Shane Lee was looking increasingly aggressive and dominated the partnership, the first 50 of which was brought up in 52 minutes. After nine economical overs from Kumble, the Karnataka leg-spinner bowled two short deliveries to Lee which went to mid-wicket for four and six. Lee lost his wicket on the last ball before lunch, hooking a Prasad bouncer which was taken by Srinath a deep fine-leg. NSW went to lunch on 135 for five.

The Blues got a first innings lead of 46 after being dismissed for 231. They lost their last five wickets in an entertaining 90 minutes after lunch in which 96 runs were scored. Anil Kumble took four of the last five wickets to fall to claim the figures of 4/50.

The star of the NSW innings was wicketkeeper Brad Haddin. Playing his first season of first-class cricket following two seasons with the Canberra Comets in the Mercantile Mutual Cup one-dayers (in which he had a top score of 133), Haddin entertained the small but vocal crowd with a sparkling innings of 60 from 62 deliveries.

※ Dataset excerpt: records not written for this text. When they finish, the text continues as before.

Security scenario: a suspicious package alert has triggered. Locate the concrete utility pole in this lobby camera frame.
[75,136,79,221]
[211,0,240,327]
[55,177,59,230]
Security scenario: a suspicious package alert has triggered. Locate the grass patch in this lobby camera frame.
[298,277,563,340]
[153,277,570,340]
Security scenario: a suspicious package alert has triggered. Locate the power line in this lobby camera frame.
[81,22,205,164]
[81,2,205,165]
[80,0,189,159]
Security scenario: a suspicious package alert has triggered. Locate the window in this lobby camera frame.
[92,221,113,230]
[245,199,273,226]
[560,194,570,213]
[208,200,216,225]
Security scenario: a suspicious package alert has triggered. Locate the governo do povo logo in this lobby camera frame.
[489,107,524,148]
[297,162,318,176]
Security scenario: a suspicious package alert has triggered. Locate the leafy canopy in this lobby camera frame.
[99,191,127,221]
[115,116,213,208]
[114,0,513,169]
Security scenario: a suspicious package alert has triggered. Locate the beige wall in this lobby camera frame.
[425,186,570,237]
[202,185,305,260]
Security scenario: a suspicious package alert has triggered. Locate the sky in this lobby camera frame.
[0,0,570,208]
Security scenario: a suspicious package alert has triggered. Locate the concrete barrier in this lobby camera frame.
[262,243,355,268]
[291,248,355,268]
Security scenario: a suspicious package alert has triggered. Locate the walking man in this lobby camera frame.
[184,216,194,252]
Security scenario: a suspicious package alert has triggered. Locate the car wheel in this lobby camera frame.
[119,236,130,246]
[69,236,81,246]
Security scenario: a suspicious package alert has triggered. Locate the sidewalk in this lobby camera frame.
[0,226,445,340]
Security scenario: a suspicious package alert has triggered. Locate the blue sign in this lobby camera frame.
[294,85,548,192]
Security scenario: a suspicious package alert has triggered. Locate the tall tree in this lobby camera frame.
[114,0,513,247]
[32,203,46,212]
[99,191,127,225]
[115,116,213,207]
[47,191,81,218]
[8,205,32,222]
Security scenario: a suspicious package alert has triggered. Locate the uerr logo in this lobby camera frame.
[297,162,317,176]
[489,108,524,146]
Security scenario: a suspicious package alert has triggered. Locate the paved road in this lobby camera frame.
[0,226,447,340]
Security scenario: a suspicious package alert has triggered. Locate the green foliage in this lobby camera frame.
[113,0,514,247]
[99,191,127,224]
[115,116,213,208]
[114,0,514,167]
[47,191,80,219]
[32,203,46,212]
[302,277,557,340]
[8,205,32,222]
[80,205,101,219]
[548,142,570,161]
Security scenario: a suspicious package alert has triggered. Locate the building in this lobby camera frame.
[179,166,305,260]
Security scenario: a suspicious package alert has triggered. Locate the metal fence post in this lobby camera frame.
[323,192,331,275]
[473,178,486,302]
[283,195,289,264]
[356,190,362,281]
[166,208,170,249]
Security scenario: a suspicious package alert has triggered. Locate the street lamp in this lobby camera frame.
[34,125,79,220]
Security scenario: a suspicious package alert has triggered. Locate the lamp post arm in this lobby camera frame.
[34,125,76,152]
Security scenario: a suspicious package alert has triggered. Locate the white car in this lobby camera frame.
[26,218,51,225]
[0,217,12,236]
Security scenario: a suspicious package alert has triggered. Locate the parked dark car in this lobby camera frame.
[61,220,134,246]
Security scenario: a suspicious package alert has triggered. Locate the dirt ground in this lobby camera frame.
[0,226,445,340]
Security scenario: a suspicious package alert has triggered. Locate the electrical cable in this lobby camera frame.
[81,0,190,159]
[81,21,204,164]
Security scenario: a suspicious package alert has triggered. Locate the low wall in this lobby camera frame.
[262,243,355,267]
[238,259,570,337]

Haddin was especially brutal on the bowling of Kumble, at one point pulling the ball well over the mid-wicket fence for six. Eventually, he went for one big hit too many off Kumble and was bowled. Kumble's four wickets came in two batches of two wickets in three balls.

Michael Clarke (19) looked promising on his first-class debut until Kumble got a ball through his defences to take the off stump. Gavin Robertson was gone two balls later without scoring, edging a shorter ball to Laxman at second slip.

With Brett Lee falling without scoring in the first over of Ganguly's second spell, Haddin was the ninth wicket of the NSW innings to fall, with Don Nash becoming the fourth duck of the innings on an lbw decision.

Stuart MacGill, on 6, was bowled neck and crop on his second ball of the innings but Ganguly had over-stepped the line. His attempts to emulate the flamboyant batting over his partner Haddin were rather less scientific.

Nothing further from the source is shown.